Protective Monitoring, also known as Good Practice Guide 13, or GPG13, is a UK government recommended set of people and business processes and technology to improve company risk profiles.
The GPG13 standard includes twelve Protective Monitoring Controls,. The below section explains what requirements must be met to meet your obligations for Protective Monitoring Control number five.
The objective of PMC5 is to define a set of Alerts and Reports that will identify suspicious activity across internal network boundaries from either internal or external agents.
Depending on the Impact Level of the organisations data that you are trying to protect you will have one of four recording profiles.
The required Recording Profiles for each Impact Level Data is described below:
Impact Level 1 Data – Recording Profile Aware
Impact Level 2 Data – Recording Profile Deter
Impact Level 3 Data – Recording Profile Deter
Impact Level 4 Data – Recording Profile Detect and Resist
Impact Level 5 Data – Recording Profile Defend
Impact Level 6 Data – Recording Profile Defend
Below is a summary of your obligations under each recording profile:
Aware
Report on all Deny or Dropped packets on the Firewall
Deter
Ensure you meet the requirements of lower recording profiles
Report and Alert on all Critical and above console messages from internal Firewalls
Report and Alert on all Authentication Failures from internal network devices and monitoring consoles
Report on all Error status messages from the console or internal Firewalls
Report on User sessions on the console or internal Firewalls
Report on change of status of Rule base on internal Firewalls and network devices
Detect and Resist
Ensure you meet the requirements of lower recording profiles
Report and Alert on suspected internal Attacks
Report on all Warning messages from internal network devices
Report on all commands sent to network devices or firewalls
Report on Accepted packets being transferred by internal firewalls
Report on all Deny or Dropped packets on internal Firewall, including full packet capture
Report on response to internal attacks and actions undertaken
Report on Status Change to internal security software monitoring tools, such as your Security Incident and Event Management, Intrusion Detection Software, Intrusion Prevention Software, etc
Defend
Ensure you meet the requirements of lower recording profiles
Report and Alert on all automated response by internal IPS
Report on Accepted packets being transferred by internal firewalls, including full packet capture
Technology Required
Log Management Software
The Log Management Software should be able to digitally sign the logs.

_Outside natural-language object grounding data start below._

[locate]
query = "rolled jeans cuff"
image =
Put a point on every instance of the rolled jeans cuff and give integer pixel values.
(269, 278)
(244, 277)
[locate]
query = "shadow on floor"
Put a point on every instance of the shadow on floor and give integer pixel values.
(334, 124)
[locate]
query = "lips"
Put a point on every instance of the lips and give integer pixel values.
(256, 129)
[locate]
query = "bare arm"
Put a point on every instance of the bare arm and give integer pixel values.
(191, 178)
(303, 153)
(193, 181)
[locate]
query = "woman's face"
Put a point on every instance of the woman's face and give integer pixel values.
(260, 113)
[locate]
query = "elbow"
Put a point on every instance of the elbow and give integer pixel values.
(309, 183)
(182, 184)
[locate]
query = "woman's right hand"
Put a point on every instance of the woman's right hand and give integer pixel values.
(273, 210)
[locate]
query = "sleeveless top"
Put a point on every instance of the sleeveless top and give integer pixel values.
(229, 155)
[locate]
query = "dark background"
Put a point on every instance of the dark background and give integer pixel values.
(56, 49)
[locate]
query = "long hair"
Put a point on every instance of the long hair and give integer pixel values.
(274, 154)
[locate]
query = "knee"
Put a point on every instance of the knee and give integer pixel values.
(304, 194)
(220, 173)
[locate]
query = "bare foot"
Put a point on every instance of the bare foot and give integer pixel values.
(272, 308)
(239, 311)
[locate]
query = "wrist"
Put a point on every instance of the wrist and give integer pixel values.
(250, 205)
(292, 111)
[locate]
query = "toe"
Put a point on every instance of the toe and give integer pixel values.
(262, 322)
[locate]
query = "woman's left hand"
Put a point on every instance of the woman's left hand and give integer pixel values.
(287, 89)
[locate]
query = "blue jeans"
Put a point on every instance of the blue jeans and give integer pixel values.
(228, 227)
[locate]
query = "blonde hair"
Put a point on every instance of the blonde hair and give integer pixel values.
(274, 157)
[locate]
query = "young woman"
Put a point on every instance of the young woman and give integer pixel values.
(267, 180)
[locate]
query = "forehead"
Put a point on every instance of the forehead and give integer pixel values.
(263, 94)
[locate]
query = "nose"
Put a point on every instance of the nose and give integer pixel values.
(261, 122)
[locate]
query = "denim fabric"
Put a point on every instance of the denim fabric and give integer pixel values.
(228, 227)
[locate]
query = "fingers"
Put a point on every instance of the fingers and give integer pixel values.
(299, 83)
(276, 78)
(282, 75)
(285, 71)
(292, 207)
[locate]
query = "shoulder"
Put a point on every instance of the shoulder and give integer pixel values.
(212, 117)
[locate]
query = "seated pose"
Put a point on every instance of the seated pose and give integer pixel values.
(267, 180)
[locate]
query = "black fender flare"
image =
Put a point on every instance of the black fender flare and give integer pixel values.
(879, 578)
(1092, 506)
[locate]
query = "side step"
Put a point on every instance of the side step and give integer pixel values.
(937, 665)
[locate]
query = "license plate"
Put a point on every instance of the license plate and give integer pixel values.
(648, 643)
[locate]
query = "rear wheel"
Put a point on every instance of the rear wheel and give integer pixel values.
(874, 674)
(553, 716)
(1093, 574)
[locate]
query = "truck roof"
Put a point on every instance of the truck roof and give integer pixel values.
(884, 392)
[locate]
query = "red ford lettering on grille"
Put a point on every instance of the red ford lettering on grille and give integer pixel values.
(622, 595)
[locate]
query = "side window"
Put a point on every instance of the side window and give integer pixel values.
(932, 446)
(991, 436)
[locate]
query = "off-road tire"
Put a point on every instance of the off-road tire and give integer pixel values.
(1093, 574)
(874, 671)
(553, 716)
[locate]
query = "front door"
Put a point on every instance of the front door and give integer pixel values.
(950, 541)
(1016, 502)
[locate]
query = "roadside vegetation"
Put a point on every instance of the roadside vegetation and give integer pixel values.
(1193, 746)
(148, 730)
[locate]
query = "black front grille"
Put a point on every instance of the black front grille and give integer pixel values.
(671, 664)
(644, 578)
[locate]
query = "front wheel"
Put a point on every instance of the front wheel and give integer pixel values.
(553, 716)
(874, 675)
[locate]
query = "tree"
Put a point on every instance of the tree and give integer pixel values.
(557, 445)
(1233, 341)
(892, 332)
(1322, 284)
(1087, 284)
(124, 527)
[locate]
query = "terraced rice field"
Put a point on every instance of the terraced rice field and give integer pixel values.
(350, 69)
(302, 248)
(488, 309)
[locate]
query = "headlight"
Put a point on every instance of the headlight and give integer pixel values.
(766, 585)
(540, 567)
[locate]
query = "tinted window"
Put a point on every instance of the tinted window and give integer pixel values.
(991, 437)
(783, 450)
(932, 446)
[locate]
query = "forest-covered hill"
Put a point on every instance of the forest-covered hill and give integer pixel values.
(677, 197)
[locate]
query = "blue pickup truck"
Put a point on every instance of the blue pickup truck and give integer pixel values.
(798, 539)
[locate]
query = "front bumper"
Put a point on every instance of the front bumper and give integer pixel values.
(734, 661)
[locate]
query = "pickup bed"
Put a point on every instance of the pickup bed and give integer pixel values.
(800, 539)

At the higher marked data levels it would also be recommended to support encryption and or a hashing function.
Important to ensure that the Log Management layer does NOT rely on Relational Databases, unless you are collecting logs from a very limited number of devices, as these types of systems will not scale in the majority of environments.
While Appliance based solutions have the advantage of being quick to install, they require specialist knowledge to maintain and support. Often it would be better to obtain software that will run on your current server technology, that can be easily scaled and more importantly, easily supported within the existing support structure.
Security Event Management Software
You need to be able to alert on a number of different criteria. Typically this would require a SEM that has the ability to Alert when a number of different criteria is met, rather than basic Alerts. One of the risks of the SEM solution is that you are overloaded with Alerts, that are not relevant, and hence ignored by the Security response team.
As an example, if an Admin user were to login out side of business hours, create a new user and add that user to a privilege group, it would be much more preferable to receive a single High Priority Alert, rather than a number of individual Alerts. This allows you to filter the number of Alerts created to a manageable number.
A second recommendation would be that your SEM software is able to automatically responded to Alerts by running scripts. This would allow you to automate responses for common tasks, for example if you get an Alert about a Virus that was blocked at the boundary , the typical response would be to ensure the boundary device has the latest Virus Signature. Rather than manually checking this every time a Virus is detected you could automatically script this response. The alternative us manual updates, which becomes a burden on the support staff.
Notes:
The biggest challenge with this Protective Monitoring Control is the full packet capture required at the higher level recording profiles.